Le geste, croit-on, enfante la liberté. En fait, il éprouve un sentiment de plus en plus fort d’esclavage, comme s’il s’était laissé piéger par le monde tout fait de la nature.
Il va passer brusquement à l’abstraction géométrique. Le paradoxe n’est qu’apparent : c’est en se donnant un arsenal de règles impérieuses, en leur obéissant, qu’il va accéder à la liberté. En délimitant un territoire personnel, en l’explorant, en le maîtrisant, en mettant à jour ses structures profondes. Cercles, carrés, triangles, courbes et droites, ces figures fondamentales qu’appréciait le Socrate du Philèbe, surgissent ici. Non pour ce qu’elles sont en soi uniquement, mais plus encore pour leurs rencontres, et les échos que, sans fin, elles suscitent.
Leur agencement sévère et allègre permet à François Decq, par-delà cette cohérence justement, d’exprimer son appartenance à un monde qu’il fait basculer vers la culture, vers cette forme de liberté qui nous permet d’organiser notre dépendance première, et de la dépasser.
Participant au mouvement MADI, il sort à son tour du rectangle pour, de la surface peinte, ne retenir parfois que la forme qui s’y déployait, et qui, libérée, s’amarrera directement sur le mur.
Ainsi François Decq pose à nouveau le problème de la relation ambigüe peinture-objet. Sortie de l’image peinte, la forme sur le mur, se transforme en objet, et de ce fait, cesse d’être une image, l’objet étant lui-même sa propre image.
Cette mutation de la forme entraîne une véritable métamorphose dans le traitement de la couleur. A la nébuleuse des tons proches, aux passages délicats des nuances, aux subtiles superpositions et transparences, succèdent l’euphorie des grands aplats éclatants, et une incroyable jubilation colorée.
Peintre de l’équilibre, de l’harmonie, les œuvres de François Decq sont d’un même élan peinture, objets-reliefs, et même parfois, au terme d’une allusive et ironique alchimie, faux objets du monde industriel, sorte d’écho purifié du Pop-Art.
Alexandre de la Salle – 1986
Extrait du catalogue de l’exposition « De l’Image à l’Objet » – 1989
La marionnette qu’il avait abandonnée inerte, le soir dans son atelier, au petit matin, le vieux Gepetto la retrouve vivante et animée.
Le même jeu farceur s’est introduit dans l’œuvre de François Decq.
Par glissements imperceptibles, par dérobades successives, trop à l’étroit sur l’espace clot de la toile, les formes chrysalides ont pris leur envol, et, comme d’immenses coléoptères ou de mystérieux cerf-volants, elles sont venues se poser sur le mur, pour y laisser trace d’un signe solaire.
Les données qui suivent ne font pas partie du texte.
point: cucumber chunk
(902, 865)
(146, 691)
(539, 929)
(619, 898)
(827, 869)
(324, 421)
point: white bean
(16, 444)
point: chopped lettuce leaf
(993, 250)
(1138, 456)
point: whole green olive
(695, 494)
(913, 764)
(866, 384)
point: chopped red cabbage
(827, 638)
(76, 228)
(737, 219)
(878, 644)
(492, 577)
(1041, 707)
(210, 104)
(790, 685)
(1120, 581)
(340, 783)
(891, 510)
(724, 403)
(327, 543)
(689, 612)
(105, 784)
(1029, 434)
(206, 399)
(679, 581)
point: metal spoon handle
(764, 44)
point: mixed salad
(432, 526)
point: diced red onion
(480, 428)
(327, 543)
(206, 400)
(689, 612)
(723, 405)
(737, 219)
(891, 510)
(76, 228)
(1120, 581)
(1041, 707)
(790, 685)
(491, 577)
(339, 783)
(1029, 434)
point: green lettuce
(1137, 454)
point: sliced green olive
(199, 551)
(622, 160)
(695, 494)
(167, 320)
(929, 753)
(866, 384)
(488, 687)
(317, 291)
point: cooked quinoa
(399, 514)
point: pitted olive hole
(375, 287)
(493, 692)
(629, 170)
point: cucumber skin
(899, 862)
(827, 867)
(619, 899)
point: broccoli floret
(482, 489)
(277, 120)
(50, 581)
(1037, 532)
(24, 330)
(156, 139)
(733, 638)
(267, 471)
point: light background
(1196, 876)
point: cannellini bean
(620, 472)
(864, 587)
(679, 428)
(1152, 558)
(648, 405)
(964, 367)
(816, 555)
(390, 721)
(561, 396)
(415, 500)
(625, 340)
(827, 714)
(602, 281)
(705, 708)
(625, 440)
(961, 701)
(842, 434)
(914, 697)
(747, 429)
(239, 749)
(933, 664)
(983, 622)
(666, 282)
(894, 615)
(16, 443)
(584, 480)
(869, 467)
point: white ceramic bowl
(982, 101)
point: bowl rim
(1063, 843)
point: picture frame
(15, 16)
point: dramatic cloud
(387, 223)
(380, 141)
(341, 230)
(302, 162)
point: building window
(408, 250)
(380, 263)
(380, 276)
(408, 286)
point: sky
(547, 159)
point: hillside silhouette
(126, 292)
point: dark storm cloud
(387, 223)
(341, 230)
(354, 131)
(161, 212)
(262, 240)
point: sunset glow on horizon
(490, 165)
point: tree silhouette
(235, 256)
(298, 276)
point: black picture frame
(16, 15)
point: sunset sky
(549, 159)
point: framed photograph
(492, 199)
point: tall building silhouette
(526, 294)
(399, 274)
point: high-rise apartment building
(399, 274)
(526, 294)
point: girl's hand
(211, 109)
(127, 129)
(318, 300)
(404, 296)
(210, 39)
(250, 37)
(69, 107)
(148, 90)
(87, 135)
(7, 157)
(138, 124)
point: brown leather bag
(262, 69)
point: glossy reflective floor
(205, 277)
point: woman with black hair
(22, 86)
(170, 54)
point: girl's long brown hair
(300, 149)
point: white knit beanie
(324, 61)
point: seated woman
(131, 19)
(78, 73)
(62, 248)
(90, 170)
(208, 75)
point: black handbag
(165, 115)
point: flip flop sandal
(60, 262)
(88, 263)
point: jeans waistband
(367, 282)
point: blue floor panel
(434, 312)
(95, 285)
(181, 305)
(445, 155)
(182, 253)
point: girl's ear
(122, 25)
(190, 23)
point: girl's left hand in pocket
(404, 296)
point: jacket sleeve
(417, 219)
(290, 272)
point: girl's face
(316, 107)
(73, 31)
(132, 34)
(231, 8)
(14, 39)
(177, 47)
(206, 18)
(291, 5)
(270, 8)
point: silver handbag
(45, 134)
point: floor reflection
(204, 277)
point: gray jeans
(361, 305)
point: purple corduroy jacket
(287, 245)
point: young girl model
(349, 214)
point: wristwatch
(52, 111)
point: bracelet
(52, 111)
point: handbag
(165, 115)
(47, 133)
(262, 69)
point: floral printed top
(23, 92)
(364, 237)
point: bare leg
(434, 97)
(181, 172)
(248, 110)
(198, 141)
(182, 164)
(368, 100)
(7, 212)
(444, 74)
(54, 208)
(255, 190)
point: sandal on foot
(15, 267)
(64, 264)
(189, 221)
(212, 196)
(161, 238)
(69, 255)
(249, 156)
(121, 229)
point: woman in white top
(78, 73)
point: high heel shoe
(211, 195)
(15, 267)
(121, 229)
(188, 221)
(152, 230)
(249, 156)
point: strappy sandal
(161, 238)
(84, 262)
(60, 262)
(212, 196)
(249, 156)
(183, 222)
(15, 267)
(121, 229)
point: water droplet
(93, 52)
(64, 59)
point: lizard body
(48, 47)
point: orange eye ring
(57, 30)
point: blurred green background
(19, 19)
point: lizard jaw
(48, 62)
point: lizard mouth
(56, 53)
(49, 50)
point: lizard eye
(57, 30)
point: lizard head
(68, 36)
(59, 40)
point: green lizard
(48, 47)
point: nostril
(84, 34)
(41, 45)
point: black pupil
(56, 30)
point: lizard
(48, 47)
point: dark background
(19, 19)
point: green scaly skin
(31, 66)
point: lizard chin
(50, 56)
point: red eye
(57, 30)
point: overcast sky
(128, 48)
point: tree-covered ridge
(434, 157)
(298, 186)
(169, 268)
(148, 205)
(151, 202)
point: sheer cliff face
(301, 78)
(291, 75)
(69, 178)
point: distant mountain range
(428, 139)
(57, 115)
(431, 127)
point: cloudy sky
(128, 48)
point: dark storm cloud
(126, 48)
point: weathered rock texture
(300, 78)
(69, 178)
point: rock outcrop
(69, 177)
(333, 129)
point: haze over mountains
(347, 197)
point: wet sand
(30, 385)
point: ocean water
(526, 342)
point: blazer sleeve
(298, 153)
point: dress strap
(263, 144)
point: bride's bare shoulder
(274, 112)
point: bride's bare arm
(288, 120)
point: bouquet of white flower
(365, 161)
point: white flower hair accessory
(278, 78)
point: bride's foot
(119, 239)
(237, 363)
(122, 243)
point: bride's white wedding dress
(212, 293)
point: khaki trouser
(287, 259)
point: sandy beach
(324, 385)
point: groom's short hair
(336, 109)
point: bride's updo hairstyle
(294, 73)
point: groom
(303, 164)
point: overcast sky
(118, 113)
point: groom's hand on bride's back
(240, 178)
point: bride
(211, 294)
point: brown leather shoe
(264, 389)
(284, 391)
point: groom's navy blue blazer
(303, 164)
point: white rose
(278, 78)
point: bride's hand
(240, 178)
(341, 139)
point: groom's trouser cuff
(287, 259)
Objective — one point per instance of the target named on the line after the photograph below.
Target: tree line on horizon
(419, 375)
A conjuguer tour à tour forme et spatialité de la surface peinte, le travail de François Decq s’inscrit dans la grande tradition de l’art abstrait construit, celle où les novateurs ne font pas forcément les pieds au mur, mais, comme les jardiniers millénaires, mariant les espèces, parviennent à faire éclore d’étonnantes proliférations.
Ici d’une maitrise technique absolue.